— Того самого Барро, что две недели назад трагически погиб?
— Да, того самого. Подумать только: его растерзал дикий буйвол. Я прочитал об этом за завтраком в одной из парижских газет. Жаль его, очень жаль, — сказал Харпер и как-то особенно хмыкнул. Но говорил он о Барро совершенно равнодушно. — Славный парень, жаль его.
Рассеянно улыбаясь, Харпер вытащил из бокала соломинку и стал смотреть сквозь нее, точно в подзорную трубу.
— Возможно, это была месть черного континента, Принс, как вы думаете? — Он опять посмотрел сквозь соломинку, словно отыскивая далекую цель.
— То есть как это месть?
— Самая настоящая месть.
Харпер с воздуха стрелял в газелей и антилоп. Тысячными стадами мчались они под крылом аэроплана, самцы делали метровые прыжки вверх. А львов и все, что попадалось на глаза, они подстреливали с грузовиков. Харпер рассказывал об этом весело и оживленно, точно вернувшийся из похода школьник. Да, они побили очень много зверя, и, если хорошенько вдуматься, без всякого толку, ведь они даже не могли подобрать свою добычу. Только иногда удавалось им приземлиться, погрузить антилопу и доставить ее в лагерь. А вообще-то звери просто оставались на месте, вот почему он и думает, что смерть Барро — это месть черного континента.
— А видели вы, господин Харпер, водопад Стэнли?
— Ну, как же! Я специально ездил туда, чтобы посмотреть. Никакого сравнения с Ниагарским, куда там! Но вы совсем не пьете, Принс?
— Благодарю, — ответил Принс и пригубил бокал.
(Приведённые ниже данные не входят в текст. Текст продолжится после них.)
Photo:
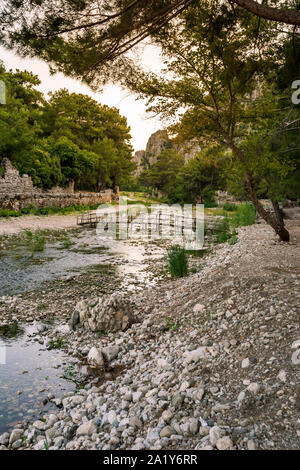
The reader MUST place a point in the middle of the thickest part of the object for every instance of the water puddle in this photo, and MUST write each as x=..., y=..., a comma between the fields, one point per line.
x=29, y=374
x=21, y=271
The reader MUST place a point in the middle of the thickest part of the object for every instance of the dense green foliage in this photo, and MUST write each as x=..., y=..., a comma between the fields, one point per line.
x=220, y=69
x=70, y=139
x=88, y=39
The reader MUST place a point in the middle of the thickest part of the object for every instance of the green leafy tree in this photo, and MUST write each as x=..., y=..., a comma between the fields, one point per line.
x=199, y=178
x=88, y=39
x=215, y=62
x=162, y=174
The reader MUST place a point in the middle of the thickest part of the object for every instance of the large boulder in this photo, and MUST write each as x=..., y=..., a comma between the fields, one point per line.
x=108, y=313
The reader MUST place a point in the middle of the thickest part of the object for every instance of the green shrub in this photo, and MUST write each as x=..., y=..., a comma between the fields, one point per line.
x=177, y=261
x=245, y=215
x=234, y=238
x=230, y=207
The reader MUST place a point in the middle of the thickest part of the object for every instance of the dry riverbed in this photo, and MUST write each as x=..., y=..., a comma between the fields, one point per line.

С утра до поздней ночи молодой Харпер, пил виски с содовой. Только виски помогало ему развеять ужасающую скуку. Он не знал, на что ему убить день. Он играл в гольф, в теннис, в карты, как одержимый носился на автомобиле. За всю жизнь он не прочел толком ни одной книги. Хотите — верьте, хотите — нет, но книги наводили на него тоску. Ни одной оперы, ни одной пьесы он ни разу не досмотрел до конца: ему достаточно было одного акта. Каждые полчаса он брался за что-нибудь новое и через полчаса снова скучал. Он скучал даже сейчас, рассказывая Уоррену о своем не совсем обычном путешествии, которое привело бы в восторг любого молодого человека. Сперва он смотрел через соломинку, точно в подзорную трубу, потом взял со стойки игральные кости и стал их рассеянно бросать.
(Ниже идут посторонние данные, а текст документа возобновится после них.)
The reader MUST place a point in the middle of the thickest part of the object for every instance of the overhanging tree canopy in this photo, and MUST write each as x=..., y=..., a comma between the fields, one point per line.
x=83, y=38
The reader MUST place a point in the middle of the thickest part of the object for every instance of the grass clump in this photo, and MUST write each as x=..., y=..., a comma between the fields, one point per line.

— Не поедете ли вы снова в Африку? — спросил Уоррен.
Харпер покачал головой и с ужасом посмотрел на него.
— Нет, нет! — сказал он и хмыкнул. Ни в коем случае! Африка — подходящее место для негров и авантюристов, но не для джентльмена! Эти заросли, господи, эта глушь, эти крикливые обезьяны в дремучих лесах, эти жалкие негры с их дурацким барабанным боем и ужасающая темень, наступающая сразу, как только сядет солнце! Он с ума бы сошел, не будь с ним граммофона с двумястами пластинками. В Африку его теперь не заманишь! Для него существует лишь одно место в мире, где можно жить: Нью-Йорк! — Единственное место в мире, Принс, где можно жить! — повторил он.
Уоррен был очень доволен. Он уже совершенно забыл о Вайолет и направился в курительный салон, чтобы написать телеграмму.